Yes, I know. I have been absent for a long time . I wonder if anyone is still reading my blog anymore? Life for me has been... well, sometimes so amazing I don't even notice myself smiling from ear to ear, other times so horrible that it makes me panic, and I am always lost in a cloud of jumbled insignificant memories whenever I try to look back.

I've been working at the same place since I graduated from school, and I really don't have much to complain about my job. I've also started taking a liberal arts course at my university for personal interest. The prof is very engaging and I've enjoyed each lecture despite the excessive amount of readings.

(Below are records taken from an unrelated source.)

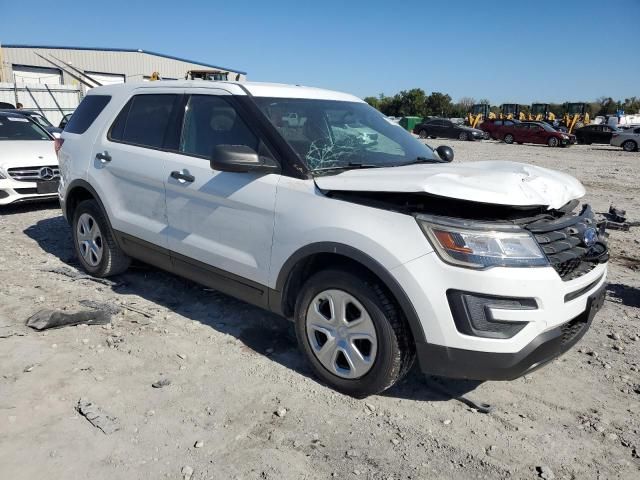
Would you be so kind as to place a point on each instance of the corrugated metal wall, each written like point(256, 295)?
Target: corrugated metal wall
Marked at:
point(134, 65)
point(51, 100)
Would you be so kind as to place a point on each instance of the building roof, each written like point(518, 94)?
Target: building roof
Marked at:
point(128, 50)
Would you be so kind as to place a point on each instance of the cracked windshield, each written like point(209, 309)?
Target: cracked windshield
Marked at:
point(333, 135)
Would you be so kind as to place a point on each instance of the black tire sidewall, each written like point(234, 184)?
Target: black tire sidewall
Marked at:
point(383, 373)
point(92, 208)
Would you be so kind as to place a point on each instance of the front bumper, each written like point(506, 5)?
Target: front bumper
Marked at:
point(12, 191)
point(475, 365)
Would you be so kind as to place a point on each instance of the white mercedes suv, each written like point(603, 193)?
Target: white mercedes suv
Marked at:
point(377, 247)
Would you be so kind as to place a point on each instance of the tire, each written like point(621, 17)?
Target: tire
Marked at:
point(629, 146)
point(386, 337)
point(97, 250)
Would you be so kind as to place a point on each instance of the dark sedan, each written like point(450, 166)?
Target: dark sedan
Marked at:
point(440, 127)
point(595, 134)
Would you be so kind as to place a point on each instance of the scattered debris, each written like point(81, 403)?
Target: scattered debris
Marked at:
point(110, 308)
point(77, 275)
point(97, 417)
point(545, 472)
point(46, 319)
point(163, 382)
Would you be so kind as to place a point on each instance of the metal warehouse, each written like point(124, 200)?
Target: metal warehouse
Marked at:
point(53, 79)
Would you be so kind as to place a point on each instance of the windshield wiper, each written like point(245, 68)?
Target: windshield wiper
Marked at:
point(348, 166)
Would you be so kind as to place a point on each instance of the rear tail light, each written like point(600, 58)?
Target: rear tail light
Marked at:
point(57, 144)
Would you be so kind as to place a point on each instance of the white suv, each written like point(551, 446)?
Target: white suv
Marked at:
point(378, 251)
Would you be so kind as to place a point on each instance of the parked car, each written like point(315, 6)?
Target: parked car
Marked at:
point(39, 119)
point(493, 127)
point(28, 164)
point(627, 139)
point(441, 127)
point(378, 252)
point(536, 132)
point(595, 134)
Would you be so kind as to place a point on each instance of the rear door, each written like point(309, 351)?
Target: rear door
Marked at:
point(220, 223)
point(127, 166)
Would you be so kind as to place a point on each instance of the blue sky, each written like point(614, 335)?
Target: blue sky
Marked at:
point(506, 51)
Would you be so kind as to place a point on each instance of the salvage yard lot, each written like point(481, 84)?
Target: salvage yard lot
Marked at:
point(242, 403)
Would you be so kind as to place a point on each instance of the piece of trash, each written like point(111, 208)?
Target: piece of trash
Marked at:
point(77, 275)
point(97, 417)
point(163, 382)
point(110, 308)
point(46, 319)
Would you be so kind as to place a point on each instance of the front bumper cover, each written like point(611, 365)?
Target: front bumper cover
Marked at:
point(478, 365)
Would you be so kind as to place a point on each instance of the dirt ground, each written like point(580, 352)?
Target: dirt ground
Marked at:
point(242, 403)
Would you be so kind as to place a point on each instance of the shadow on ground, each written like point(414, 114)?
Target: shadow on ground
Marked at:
point(260, 331)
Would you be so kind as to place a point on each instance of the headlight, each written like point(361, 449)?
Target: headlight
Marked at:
point(491, 246)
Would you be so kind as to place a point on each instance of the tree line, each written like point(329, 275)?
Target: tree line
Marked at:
point(416, 102)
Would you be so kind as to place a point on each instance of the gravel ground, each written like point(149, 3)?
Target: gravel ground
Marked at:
point(242, 403)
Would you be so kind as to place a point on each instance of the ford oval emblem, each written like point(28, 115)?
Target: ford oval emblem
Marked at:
point(590, 236)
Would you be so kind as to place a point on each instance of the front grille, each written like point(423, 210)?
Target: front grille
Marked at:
point(572, 329)
point(562, 241)
point(34, 174)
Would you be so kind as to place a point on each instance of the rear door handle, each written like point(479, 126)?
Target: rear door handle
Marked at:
point(104, 157)
point(183, 176)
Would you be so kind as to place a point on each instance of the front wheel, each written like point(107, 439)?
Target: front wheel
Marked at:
point(352, 333)
point(97, 250)
point(629, 146)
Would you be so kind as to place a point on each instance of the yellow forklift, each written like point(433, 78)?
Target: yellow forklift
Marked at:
point(540, 113)
point(575, 116)
point(479, 113)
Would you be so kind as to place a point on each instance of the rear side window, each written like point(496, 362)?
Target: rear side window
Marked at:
point(86, 113)
point(144, 120)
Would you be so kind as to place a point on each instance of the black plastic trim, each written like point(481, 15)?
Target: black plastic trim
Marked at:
point(278, 296)
point(478, 365)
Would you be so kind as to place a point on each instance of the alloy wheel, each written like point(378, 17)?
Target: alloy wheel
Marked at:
point(341, 334)
point(89, 239)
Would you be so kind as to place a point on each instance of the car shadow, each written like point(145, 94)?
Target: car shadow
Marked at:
point(260, 332)
point(625, 294)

Some of my not-so-happy moments are associated with the feeling that I want to do so much more with my life, and sometimes those things seem quite unattainable. I feel very alone in this because I think I am the only variable in the equation. Other times I am baffled by my relationship with my boyfriend. As time goes by, I am growing more and more attached and dependent on him, to the point where I don't know if I can make it without him. Probably not. Yet I have occasional doubts about whether he's the one and whether our relationship has a strong enough foundation to support us for a lifetime. It's a very baffling, conflicting feeling. Today I went to a friend's wedding and seeing the picture-perfect couple look into each other's eyes so happily only amplified my feelings of doubt in comparison. I wonder if everyone experiences such moments of uncertainty or does this signify a problematic relationship?

What I really want to say is, if you are reading this, save me. Somehow. Perhaps just a word or two can turn things around?